FTSE 100 companies provided additional security to their pension funds via promises of non-cash contributions during 2013 at the expense of cash contributions, with 38 firms reporting this kind of measure to bolster their arrangements.
The growth in these tools, said Lane Clark & Peacock in its annual report looking at FTSE 100 firms in the U.K. and their pension funds, explains in part an overall reduction in cash contributions to the pension funds. LCP said firms paid contributions of £14.8 billion ($25 billion) to their DB plans in 2013, a decrease of 12% compared with 2012. LCP estimated that £7.6 billion of those contributions went toward plugging deficits, rather than toward additional accruals for participants.

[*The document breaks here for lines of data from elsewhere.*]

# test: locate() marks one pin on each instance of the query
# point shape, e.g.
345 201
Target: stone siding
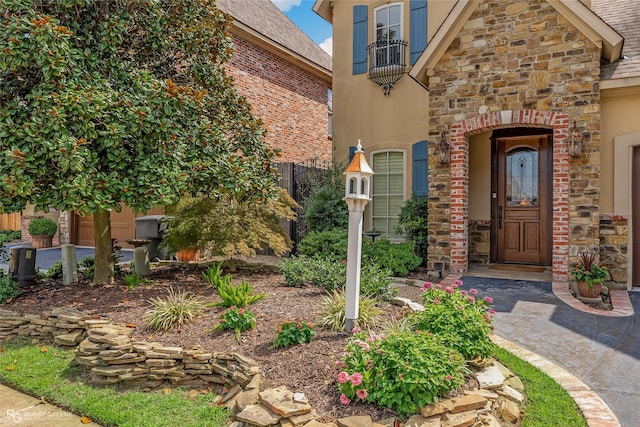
614 235
515 57
479 241
113 357
292 102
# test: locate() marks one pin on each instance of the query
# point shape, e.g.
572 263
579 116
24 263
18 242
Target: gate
297 179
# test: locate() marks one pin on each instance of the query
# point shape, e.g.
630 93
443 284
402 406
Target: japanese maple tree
104 102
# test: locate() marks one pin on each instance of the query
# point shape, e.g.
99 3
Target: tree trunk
103 274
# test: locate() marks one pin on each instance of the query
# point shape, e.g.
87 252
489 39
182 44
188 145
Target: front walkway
602 351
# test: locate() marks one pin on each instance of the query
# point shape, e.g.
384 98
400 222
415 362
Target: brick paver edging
594 409
619 300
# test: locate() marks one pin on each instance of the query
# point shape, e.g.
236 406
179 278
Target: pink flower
356 379
343 377
362 393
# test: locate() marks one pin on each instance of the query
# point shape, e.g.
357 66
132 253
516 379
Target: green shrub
177 309
324 208
132 280
239 296
464 321
8 288
42 227
213 275
87 264
293 333
413 224
399 258
296 271
55 271
330 244
332 314
238 319
330 274
403 372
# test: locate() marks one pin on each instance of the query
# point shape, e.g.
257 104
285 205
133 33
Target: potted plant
42 231
589 275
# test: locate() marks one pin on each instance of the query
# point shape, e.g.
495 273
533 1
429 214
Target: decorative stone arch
459 206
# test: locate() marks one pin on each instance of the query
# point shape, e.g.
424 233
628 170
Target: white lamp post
357 189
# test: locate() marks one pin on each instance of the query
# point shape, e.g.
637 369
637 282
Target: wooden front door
522 200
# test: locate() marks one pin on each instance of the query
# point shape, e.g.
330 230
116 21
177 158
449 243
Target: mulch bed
307 369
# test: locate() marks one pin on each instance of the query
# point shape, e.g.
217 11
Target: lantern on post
357 190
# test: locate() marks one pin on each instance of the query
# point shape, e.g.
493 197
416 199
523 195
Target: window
388 191
388 34
330 110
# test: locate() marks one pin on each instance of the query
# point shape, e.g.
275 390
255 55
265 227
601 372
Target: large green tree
110 101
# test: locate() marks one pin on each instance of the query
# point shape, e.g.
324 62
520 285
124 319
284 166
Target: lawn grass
53 375
547 404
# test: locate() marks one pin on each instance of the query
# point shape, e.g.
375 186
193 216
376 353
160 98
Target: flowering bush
462 319
238 319
292 333
402 371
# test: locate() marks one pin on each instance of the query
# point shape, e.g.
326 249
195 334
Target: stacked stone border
111 356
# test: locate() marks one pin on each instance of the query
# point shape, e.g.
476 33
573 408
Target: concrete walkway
17 409
600 351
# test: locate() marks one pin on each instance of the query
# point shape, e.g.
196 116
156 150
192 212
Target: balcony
387 62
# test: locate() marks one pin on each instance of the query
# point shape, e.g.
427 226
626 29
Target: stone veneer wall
112 357
614 234
516 56
479 241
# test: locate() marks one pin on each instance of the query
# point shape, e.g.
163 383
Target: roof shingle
265 18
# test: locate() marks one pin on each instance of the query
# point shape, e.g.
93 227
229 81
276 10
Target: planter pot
189 254
589 292
40 242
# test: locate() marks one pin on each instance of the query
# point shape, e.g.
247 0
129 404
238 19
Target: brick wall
292 102
524 59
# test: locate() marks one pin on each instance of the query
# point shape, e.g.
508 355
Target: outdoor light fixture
443 149
575 142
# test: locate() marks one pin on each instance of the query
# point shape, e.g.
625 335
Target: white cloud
327 46
286 5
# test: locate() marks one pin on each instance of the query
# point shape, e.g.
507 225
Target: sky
300 12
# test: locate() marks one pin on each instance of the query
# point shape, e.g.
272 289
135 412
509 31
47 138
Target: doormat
517 267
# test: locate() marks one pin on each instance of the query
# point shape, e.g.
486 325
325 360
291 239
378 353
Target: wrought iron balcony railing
387 62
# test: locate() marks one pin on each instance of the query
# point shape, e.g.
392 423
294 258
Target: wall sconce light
443 149
575 142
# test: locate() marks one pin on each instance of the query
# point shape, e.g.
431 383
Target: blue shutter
420 178
417 28
360 30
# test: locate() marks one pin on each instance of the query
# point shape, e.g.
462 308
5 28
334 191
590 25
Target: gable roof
264 23
584 19
624 16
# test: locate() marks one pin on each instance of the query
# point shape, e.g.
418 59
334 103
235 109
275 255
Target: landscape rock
491 377
258 415
280 401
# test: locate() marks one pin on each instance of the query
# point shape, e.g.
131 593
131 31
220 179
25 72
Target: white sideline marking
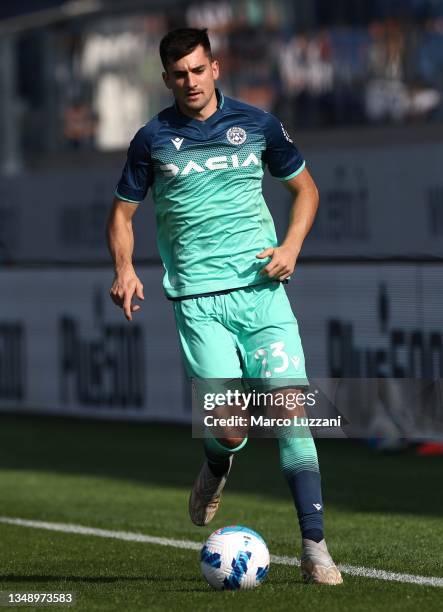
353 570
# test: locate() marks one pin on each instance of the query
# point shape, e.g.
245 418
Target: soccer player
203 158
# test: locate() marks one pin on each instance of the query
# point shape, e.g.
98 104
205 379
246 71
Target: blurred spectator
79 125
311 62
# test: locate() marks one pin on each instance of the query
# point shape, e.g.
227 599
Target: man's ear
165 77
215 69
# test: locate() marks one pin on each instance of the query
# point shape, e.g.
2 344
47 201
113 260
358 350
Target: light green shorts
249 333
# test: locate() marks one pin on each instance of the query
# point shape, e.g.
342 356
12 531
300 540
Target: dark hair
178 43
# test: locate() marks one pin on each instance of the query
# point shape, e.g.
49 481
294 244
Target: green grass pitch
382 511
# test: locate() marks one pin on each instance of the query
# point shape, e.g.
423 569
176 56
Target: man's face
192 81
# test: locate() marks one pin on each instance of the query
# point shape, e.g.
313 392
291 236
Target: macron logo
177 142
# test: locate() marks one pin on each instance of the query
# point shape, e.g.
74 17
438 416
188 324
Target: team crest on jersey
236 135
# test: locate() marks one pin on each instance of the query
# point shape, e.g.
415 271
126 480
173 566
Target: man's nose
191 80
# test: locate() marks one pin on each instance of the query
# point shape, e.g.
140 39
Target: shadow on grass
354 477
94 579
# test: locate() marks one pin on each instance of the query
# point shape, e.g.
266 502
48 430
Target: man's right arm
121 246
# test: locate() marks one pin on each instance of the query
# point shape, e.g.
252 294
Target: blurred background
359 86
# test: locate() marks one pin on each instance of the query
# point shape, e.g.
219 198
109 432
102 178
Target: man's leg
299 464
210 354
272 353
206 492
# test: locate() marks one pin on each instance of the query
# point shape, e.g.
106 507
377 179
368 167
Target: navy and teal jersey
206 182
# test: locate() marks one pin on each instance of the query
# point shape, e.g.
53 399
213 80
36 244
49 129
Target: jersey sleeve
281 155
137 175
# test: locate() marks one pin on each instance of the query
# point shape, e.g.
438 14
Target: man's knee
233 442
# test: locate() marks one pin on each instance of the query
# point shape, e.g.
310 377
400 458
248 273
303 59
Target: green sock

Rather, corporate plans are shoring up pension funding with asset-backed contribution arrangements.
“There are 10 companies in 2013 who have disclosed alternative funding arrangements this year but didn’t disclose such arrangements last year,” said Bob Scott, partner at LCP, in an e-mailed comment. “Either way if you think that, of the 89 FTSE 100 companies with a DB scheme probably only 1 in 3 (say 30) will have done a funding valuation in the last 12 months and so the proportion that have used alternative funding methods is appreciable.”
LCP also found that there is currently no FTSE 100 company offering a traditional defined benefit plan to new employees, and only four companies offer any form of DB plan to new employees. Over the past year, four corporations, including supermarket J Sainsbury PLC, froze their plans.
HSBC Holdings PLC, Severn Trent Water and The Weir Group PLC all reached agreement to freeze their pension funds next year.
The report estimated that the total deficit of FTSE 100 company pension funds was £37 billion as of June 30, down 14% compared with June 30, 2013.